« (,,,) Se somos feitos de palavras, sem elas passaremos a ser feitos de quê? (...)»
«As palavras são a minha memória, a minha narrativa: sou feito de palavras, porventura silenciosas; o pouco que sei são palavras, cadeias de acontecimentos que regressam na sua sequência não apenas gramatical e sintática, mas na lógica racional ou irracional da recordação, e me refazem o mundo e me narram de novo. »
Lamberto Maffei, Elogio da Palavra
Há alguns meses, escrevi uma crónica intitulada "Na era pós-leitura", publicada no Ciberdúvidas da Língua Portuguesa, na qual refletia acerca de uma certa fobia à leitura que invade o nosso quotidiano. Sim, o fenómeno não é exclusivo de Portugal, tal como é corroborado pelo brilhante livro Ponham-nos a ler! A leitura como antídoto para os cretinos digitais de Michel Desmurguet, recentemente publicado.
No entanto, ao terminar um ano marcado por um breve regresso ao ensino básico e secundário, após uma ausência de doze anos (mais de dez a lecionar na Universidade de Macau), vi agigantarem-se os sintomas, os resultados dessa era pós-leitura. E o que senti, como professora de Português, perante a nova realidade? Uma forte alienação da parte dos alunos, emigrados, provavelmente desde tenra idade, para um universo virtual, povoado de aparências, ilusões feitas de sombras fugidias, nas quais, muitos acreditam cegamente, com todas as consequências daí provenientes.

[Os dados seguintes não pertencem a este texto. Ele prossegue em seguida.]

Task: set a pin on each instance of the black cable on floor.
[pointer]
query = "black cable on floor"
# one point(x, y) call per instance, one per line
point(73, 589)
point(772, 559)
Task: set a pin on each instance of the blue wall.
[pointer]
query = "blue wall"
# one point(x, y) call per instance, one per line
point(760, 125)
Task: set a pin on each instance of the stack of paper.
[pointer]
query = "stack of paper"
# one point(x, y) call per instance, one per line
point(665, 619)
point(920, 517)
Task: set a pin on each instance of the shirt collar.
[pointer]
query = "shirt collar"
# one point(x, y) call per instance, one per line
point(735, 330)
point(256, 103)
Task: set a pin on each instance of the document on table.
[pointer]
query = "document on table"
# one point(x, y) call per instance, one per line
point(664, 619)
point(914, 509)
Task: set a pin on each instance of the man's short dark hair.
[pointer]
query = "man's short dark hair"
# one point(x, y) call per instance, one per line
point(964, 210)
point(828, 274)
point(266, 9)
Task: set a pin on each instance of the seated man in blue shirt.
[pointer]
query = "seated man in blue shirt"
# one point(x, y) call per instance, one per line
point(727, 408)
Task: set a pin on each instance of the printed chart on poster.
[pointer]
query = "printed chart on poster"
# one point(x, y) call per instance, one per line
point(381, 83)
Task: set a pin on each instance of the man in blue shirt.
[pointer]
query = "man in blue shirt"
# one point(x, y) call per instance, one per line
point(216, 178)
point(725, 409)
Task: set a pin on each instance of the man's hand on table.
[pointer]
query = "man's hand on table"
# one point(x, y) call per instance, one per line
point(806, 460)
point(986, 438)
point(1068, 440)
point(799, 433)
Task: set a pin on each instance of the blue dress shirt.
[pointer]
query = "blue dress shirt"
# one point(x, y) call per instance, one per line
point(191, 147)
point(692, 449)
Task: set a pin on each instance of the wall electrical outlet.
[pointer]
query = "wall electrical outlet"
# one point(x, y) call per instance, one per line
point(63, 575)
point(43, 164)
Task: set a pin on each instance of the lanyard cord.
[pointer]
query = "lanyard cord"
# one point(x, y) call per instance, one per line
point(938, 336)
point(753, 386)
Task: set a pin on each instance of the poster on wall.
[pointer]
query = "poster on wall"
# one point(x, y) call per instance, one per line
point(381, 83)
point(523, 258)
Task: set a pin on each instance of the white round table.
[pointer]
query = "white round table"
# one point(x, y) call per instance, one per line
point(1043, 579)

Essa espécie de exílio transparece na forma como agem no dia a dia, espelhando-se no modo como interagem socialmente uns com os outros e, sobretudo, numa notória dificuldade de entender, de interpretar o que leem. Isto porque, na verdade, o vocabulário de que dispõem, esse arsenal de ferramentas à luz do qual nos exprimimos e tentamos entender os outros é cada vez mais restrito, elementar. Por isso, a palavra não lhes serve para expressar toda a complexidade, todo o turbilhão de emoções e sentimentos que lhes redemoinham pela alma. Tenta-se explicar uma palavra mais difícil através de um sinónimo, mas este também não é compreendido. Recorre-se a um exemplo ou a uma breve história, na esperança que uma luz de entendimento flameje, mesmo tenuemente, mas também isso é vão.
Devido a esta dificuldade de expressão, muitas vezes é a violência e agressividade que servem como meio de comunicar, numa reminiscência de uma era remota, anterior ao uso da palavra. E isto preocupa, pois quem não dispõe de vocabulário não pode argumentar, negociar, fazer valer os seus argumentos nem a sua posição. E todos sabemos que a leitura é a fonte maior de aquisição de palavras, de ideias, o melhor alimento para o pensamento, para alma, o fertilizante da criatividade, da imaginação. A partir do momento em que essa fonte seca, é o deserto que se expande, a devorar, a ocupar. Assim, surge a violência como uma peste, uma praga latente para colmatar o espaço vazio da ausência da palavra.
Assim, em pleno século XXI, parece (aliás, notícias dos vários cantos do mundo indiciam-no) que o ser humano tende, mais do que nunca, para a bárbarie, para um inusitado regresso à pré-história, a um tempo de grunhidos e guinchos, anterior a uma linguagem articulada. Referiu o médico italiano Lamberto Maffei em Elogio da Palavra que «o milagre da evolução gerou as palavras para que o homem possa narrar, para que na sucessão das gerações não se perca o património das experiências vividas. Que seria do homem sem as palavras? » E pergunto, se somos feitos de palavras, sem elas passaremos a ser feitos de quê? De que matéria se esculpirá a nossa existência para além da carne e dos ossos, convertidos depois em pó e cinza?
Artigo publicado originalmente no Jornal de Letras de 18 de setembro a 1 de outubro de 2024.